While substantial genomic advancements have transformed the landscape of scientific exploration, our knowledge regarding cis-regulatory elements in the pig genome remains notably limited. This knowledge gap significantly hinders the genetic enhancement and productivity of pigs, both as a meat source and as biomedical research models. In this investigation, the authors conducted a comprehensive examination of the genomes of four distinct swine breeds, employing a diverse array of cutting-edge histological techniques, including RNA-seq, ATAC-seq, ChIP-seq, and Hi-C. The study's strategy is reminiscent of large-scale epigenetic initiatives such as ENCODE (Encyclopedia of DNA Elements) and the Roadmap Epigenomics projects.
Cis-regulatory elements and their functions were systematically delineated in a dozen different tissues across these four pig breeds. This research generated a substantial dataset of 199 epigenetic regulatory profiles, culminating in the identification of over 220,000 cis-regulatory elements within the pig genome. Interestingly, this exploration revealed an unexpected level of conservation in cis-regulatory elements between the human and pig genomes, surpassing the conservation seen between the human and mouse genomes.
Furthermore, the research exposed variations in the structural domains associated with topological features within the porcine and human genomes, shedding light on the evolutionary changes impacting craniofacial morphology. Beyond its significance for porcine functional genomics and trait regulation, this study supplies essential comparative epigenetic data, enhancing the utility of pigs as models in human biomedical research.
They found a total of 220,723 non-redundant cis-regulatory sequences, including 37,838 putative promoters, 146,399 potential enhancers, and 137,838 open chromatin regions aligned to the susScr11 genome. They examined the distribution of ChIP-seq and ATAC-seq signals around their TSSs and assessed their transcriptional expression levels. As examples, they showcase the AGL and FRRS1 genes on porcine Chr4 and the MYOG gene on Chr9.
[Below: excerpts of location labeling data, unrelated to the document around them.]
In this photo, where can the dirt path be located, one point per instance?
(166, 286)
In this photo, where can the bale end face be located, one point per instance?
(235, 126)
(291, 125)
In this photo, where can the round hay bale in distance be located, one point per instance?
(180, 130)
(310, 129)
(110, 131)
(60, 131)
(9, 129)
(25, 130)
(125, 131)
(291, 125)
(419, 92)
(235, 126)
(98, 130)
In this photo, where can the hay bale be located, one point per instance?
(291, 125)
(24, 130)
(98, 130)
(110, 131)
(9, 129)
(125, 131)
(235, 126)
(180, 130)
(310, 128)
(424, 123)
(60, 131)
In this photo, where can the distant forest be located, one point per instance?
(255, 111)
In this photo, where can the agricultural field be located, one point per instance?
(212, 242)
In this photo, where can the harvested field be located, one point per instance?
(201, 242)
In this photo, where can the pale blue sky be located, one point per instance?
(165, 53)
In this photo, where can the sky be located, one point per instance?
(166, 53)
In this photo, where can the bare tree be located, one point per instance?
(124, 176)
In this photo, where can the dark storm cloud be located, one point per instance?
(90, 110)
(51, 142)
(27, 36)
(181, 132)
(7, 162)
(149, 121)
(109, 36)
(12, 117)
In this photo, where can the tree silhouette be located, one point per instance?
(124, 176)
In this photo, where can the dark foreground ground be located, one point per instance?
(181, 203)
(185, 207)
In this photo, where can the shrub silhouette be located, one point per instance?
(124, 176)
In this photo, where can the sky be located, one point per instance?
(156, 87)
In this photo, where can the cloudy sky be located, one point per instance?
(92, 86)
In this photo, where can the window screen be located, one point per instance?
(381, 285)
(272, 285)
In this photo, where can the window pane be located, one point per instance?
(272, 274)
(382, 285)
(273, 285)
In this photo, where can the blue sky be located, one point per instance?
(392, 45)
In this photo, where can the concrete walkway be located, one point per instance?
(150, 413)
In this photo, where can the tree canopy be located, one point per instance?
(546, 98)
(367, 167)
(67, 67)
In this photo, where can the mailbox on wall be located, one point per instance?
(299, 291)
The total length of these non-redundant cis-regulatory sequences is about 434.92 million base pairs, which is about 17.38% of the susScr11 genome. To assess the localization accuracy of the above-identified cis-regulatory sequences, they compared the enhancers and promoters with the TSS annotated by the University of California, Santa Cruz (UCSC) Swine Project and with previously published ChIP-seq data from porcine pluripotent stem cells and liver tissues. The results indicate that approximately 50% of the putative promoters are consistent with promoter overlaps or TSSs identified in the published data, while the other approximately 50% are not reported in the porcine genome. More than 86% of the enhancers were also not reported in the pig genome.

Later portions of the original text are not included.